While there are some glaring holes on the blue line, especially after Carson Soucy was selected by the Seattle Kraken in Wednesday’s NHL expansion draft, Brackett planned to stay true to his big board. Just because there’s an immediate need on the blue line doesn’t mean he’s going to reach for a player with his two first-round picks.
“We still have to be focused on the draft-eligible players and who’s the best fit for the Minnesota Wild going forward,” Brackett said. “We can’t alter our plans based on roster composition. We are talking about 17- or 18-year-old kids that need to continue to develop before they impact the NHL roster.”
That means the Wild will go after whichever player they think has the highest ceiling down the road.

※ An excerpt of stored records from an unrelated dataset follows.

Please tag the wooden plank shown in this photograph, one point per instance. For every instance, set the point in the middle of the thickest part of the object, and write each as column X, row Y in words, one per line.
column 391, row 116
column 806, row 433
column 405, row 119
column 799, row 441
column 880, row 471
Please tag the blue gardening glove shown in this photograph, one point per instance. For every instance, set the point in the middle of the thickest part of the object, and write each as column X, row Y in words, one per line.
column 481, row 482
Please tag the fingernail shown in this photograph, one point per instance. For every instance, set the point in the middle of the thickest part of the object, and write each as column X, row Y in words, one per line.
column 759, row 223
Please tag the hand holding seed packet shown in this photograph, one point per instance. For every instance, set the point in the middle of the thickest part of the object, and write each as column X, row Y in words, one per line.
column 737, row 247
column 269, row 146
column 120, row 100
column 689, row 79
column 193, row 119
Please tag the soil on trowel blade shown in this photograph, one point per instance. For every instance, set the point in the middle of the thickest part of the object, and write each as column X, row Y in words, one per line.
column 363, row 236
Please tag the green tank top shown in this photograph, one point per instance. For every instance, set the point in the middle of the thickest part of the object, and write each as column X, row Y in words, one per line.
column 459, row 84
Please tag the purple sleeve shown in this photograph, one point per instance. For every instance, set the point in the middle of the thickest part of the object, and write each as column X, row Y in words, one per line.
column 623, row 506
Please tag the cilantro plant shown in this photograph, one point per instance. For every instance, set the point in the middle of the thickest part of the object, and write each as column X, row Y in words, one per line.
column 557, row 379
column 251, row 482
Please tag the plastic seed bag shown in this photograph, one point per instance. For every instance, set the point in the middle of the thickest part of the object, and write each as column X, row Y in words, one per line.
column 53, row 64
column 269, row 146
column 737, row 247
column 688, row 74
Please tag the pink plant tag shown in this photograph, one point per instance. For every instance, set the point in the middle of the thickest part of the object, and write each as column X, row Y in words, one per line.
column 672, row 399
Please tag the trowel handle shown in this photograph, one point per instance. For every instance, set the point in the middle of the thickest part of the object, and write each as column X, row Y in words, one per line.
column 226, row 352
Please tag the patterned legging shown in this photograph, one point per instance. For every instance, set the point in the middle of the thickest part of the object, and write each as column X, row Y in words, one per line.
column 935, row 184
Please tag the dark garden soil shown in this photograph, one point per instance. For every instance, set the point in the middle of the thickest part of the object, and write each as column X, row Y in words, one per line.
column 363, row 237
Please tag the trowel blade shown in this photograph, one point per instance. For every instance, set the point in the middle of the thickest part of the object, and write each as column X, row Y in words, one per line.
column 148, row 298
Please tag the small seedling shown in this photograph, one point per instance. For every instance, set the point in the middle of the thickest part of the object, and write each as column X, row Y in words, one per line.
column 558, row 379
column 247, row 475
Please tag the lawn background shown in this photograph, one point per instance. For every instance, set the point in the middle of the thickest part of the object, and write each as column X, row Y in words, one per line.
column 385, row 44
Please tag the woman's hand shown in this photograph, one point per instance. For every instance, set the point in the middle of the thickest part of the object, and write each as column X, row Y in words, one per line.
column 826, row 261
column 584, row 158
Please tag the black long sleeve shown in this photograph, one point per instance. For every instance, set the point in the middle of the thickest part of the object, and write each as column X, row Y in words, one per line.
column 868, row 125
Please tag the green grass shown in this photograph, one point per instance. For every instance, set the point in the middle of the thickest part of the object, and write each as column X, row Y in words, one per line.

“The best player available is going to be the biggest need,” Brackett said. “We still want to get great players and continue to add great players to our mix. Maybe by the time these players arrive there’s a different need. We can’t focus too much on roster composition. We have to continue to evaluate this class and look at players we think could have a big impact in a few years.”
There’s also a chance the Wild could trade up in the first round. They have a couple of picks at their disposal, and if a top prospect starts to slide at any point, they could potentially make a move. Not that Guerin is itching to make a trade.
“We aren’t going to chase anything, that’s for sure,” Guerin said. “We are very comfortable where we are. To have two first-round picks this year is a good position to be in. If there’s something that makes sense where we can move up or move down, we’ll do it. We’re pretty flexible. We’re an open-minded group that will listen to anything.”
That said, a trade seems unlikely based on what Guerin emphasized last week. For the Wild, the name of the game is drafting well in the coming years. Why wouldn’t they simply take two big swings on Friday night with hopes of hitting a home run?
“Could who we select with our first pick alter what we do with our second pick? Possibly,” Brackett said. “There could be some discussion. But I think at that point in the draft we’re still going to be focused on who that player is next on our list that we’re really excited about more so than tinkering our strategy or going off the board.
“It’s not like maybe we feel like we really hit with our first pick so we’re going to get higher risk with the second pick. I think we stay the course and stay true to our core values and hopefully get two really good players that are going to contribute in the future.”